Elle choisit d’abandonner son mari et ses enfants. Double faute chrétienne  qui condamne la fuite du foyer destiné à  procréer pour transmettre les valeurs  de la Loi

Alors « Dieu brûla ces mornes campagnes, Rien ne resta debout de ce peuple détruit » nous dit Victor Hugo dans « Le feu du Ciel -Les Orientales ».
Ici le désordre de la nature provoqué par l’esprit de la Loi, semble répondre aux comportements sexuels désordonnés des hommes.
La toile de Turner « La destruction de Sodome » exposée en 1805 dans sa galerie en atteste.
Le souffre et le feu qui s’abattent sur la ville s’appliquent à tous, à la ville, aux alentours, ses habitants et la végétation. La pluie diluvienne rend tout stérile.
Une stérilité de la terre, conséquence d’une inversion de la fertilité de celle-ci.
Faut il y avoir une fois encore, une allusion du châtiment concernant la stérilité de l‘acte homosexuel, auxquels se livraient les habitants de Sodome ?
Rappelons que le jugement et la justice, du mal contre le bien, est récurrent dans les écritures. On en dénote après Sodome plusieurs autres ; la tentation du diable dans le désert, le meurtre fratricide de Caïn, le Déluge, les dix plaies d’Égypte et la Tour de Babel, notamment.
Ici le thème de la punition est central. La punition reste un châtiment toujours ancré dans nos sociétés, sécuritaires, expiatoires, ….mais à y regarder de plus près, il semblerait que ce qui est évoqué, soit le message du choix que nous avons à faire.
Un choix pour ne pas avoir à endurer une punition ou un quelconque châtiment supposé.
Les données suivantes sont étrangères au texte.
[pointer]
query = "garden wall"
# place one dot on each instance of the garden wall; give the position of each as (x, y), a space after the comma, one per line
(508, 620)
Un choix décidé en conscience et en action. La femme de Loth a choisi. Loth lui aussi a choisi.
Ainsi le plus important nous indique ce récit, est comment nous nous déterminons face à la Loi, pour en subir des conséquences positives ou négatives.
Ce message biblique reste toujours pertinent à l’aune de notre XXIème siècle, où l’espérance en une reconstruction personnelle, reste plus que jamais d’actualité.

Ainsi, la dévastation de la cité Sodomite, invite à nous détourner des passions  et des comportements contraires à la nature.
De nos jours, la résurgence de certains ordres intolérants et totalitaires nous inquiète. L’histoire est pourtant promesse d’espoir. Si Sodome est détruite, les survivants Loth et ses filles nous donnent une étincelle  d’espérance.
La libération de Loth symboliserait peut être celle de tout un peuple qui s’éloigne de l’idolâtrie, afin de poursuivre son chemin vers une nouvelle alliance
avec lui-même ou avec une Loi renouvelée. L’histoire  de Sodome laisse également notre imaginaire reconstruire un autre ailleurs, et si possible meilleur.